Aim to be within 100–150 calories of 1800 consistently, not exactly on it every day. Daily variance from food weighing, restaurant meals, and portion estimation is normal. What matters is the weekly average trend. If you average close to 1800 calories across the week, you will get the intended physiological result — fat loss, maintenance, or muscle gain — even if individual days vary.

How flexible is a 1800-calorie balanced meal plan for food choices?

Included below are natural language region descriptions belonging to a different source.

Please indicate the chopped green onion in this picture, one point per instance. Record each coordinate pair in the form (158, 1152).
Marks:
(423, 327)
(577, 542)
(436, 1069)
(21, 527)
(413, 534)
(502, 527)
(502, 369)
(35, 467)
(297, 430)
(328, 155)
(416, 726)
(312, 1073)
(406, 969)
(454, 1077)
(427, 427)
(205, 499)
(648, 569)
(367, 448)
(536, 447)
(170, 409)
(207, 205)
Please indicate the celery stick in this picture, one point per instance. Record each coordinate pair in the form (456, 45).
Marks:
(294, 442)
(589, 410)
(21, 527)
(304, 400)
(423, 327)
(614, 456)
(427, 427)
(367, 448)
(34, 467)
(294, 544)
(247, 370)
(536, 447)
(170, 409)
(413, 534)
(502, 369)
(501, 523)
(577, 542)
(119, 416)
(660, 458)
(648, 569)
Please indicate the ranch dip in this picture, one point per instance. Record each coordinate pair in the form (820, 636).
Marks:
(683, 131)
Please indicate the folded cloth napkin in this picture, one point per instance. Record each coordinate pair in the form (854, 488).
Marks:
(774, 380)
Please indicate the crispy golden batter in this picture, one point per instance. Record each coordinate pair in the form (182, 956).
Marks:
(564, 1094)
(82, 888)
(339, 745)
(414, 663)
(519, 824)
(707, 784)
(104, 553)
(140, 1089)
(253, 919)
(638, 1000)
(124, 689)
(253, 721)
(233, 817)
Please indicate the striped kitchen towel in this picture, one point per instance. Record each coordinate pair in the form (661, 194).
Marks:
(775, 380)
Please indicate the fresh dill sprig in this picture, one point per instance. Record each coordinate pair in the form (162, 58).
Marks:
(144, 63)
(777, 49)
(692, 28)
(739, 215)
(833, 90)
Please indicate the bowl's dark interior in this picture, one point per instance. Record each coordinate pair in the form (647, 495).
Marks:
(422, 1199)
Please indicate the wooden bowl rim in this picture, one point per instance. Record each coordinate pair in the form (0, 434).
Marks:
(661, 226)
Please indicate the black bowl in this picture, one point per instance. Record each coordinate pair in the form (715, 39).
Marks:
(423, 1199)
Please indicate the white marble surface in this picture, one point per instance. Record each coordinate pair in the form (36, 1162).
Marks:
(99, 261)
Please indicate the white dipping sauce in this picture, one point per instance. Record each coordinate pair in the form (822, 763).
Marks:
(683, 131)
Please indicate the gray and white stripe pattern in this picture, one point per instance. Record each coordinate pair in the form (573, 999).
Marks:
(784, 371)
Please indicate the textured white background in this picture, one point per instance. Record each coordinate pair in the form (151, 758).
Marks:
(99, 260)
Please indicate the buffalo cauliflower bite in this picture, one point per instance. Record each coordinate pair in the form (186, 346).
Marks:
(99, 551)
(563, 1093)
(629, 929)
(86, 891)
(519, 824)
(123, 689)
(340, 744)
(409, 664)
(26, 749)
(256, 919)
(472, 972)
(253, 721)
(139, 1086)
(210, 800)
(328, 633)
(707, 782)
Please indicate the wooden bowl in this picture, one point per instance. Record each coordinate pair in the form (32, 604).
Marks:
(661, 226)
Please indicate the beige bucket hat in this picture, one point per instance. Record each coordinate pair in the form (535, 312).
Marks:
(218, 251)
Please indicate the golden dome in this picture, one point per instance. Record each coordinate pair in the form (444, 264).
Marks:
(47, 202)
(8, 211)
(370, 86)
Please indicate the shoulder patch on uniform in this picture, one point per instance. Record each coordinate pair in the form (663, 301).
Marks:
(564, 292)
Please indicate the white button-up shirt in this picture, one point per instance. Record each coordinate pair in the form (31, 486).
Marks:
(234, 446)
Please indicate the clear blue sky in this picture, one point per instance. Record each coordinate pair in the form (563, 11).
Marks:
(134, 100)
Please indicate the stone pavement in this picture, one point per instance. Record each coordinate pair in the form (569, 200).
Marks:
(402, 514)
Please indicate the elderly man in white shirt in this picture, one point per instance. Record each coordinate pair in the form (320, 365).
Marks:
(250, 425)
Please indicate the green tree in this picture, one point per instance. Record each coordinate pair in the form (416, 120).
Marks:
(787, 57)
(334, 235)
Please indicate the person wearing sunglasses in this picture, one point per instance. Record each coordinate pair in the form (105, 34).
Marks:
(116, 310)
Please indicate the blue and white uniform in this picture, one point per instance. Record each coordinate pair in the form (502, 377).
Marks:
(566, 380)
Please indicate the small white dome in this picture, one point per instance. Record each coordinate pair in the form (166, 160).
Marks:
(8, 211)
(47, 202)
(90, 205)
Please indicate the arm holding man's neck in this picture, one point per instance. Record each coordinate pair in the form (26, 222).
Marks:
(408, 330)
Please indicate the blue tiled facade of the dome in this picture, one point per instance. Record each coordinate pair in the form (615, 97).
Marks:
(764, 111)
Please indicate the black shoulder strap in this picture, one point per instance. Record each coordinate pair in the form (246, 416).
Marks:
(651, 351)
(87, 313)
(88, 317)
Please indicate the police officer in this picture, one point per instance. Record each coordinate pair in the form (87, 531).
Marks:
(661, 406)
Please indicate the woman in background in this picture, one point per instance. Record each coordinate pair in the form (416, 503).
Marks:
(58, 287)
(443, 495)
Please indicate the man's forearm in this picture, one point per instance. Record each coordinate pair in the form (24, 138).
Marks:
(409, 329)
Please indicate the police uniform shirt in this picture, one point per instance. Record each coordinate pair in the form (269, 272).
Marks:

A balanced 1800-calorie structure is the most flexible of the major approaches. Carbs, fat, and protein all appear in reasonable proportions — 170gm carbs, 60gm fat, 145gm protein — so no food group is excluded. You can swap freely within each macro category: chicken or fish for protein, rice or potatoes for carbs, olive oil or nuts for fat. This flexibility is what makes the balanced approach easiest to sustain long-term.

Is 1800 calories per day enough to support energy and training?

1800 calories per day is in the lower range and is typically appropriate for people with a smaller body frame or lower activity level pursuing fat loss. For most people, training performance will be maintained if protein stays at 145gm. Fatigue in the first 1–2 weeks is common as the body adapts to lower intake — this is normal and usually passes. If training quality drops significantly after 2 weeks at 1800 calories, consider adding a structured refeed day at maintenance calories once per week.

What is the most important thing to get right in this meal plan?

Protein consistency is the most important factor — hit 145gm per day before worrying about getting carbs or fat exact. After protein, total calorie proximity to 1800 matters most. The specific foods you choose within the macro framework matter far less than repeating the structure consistently over 4–8 weeks.

Can I swap foods and still get the same results?

Yes. Food swaps within the same macro category are entirely valid — chicken breast instead of turkey, rice instead of potatoes, olive oil instead of butter. Keep protein grams close when swapping protein sources and keep calorie-dense swaps in check when trading fats. You do not need to follow the exact meals in this template — just use it as a daily macro target and choose foods that consistently hit those numbers.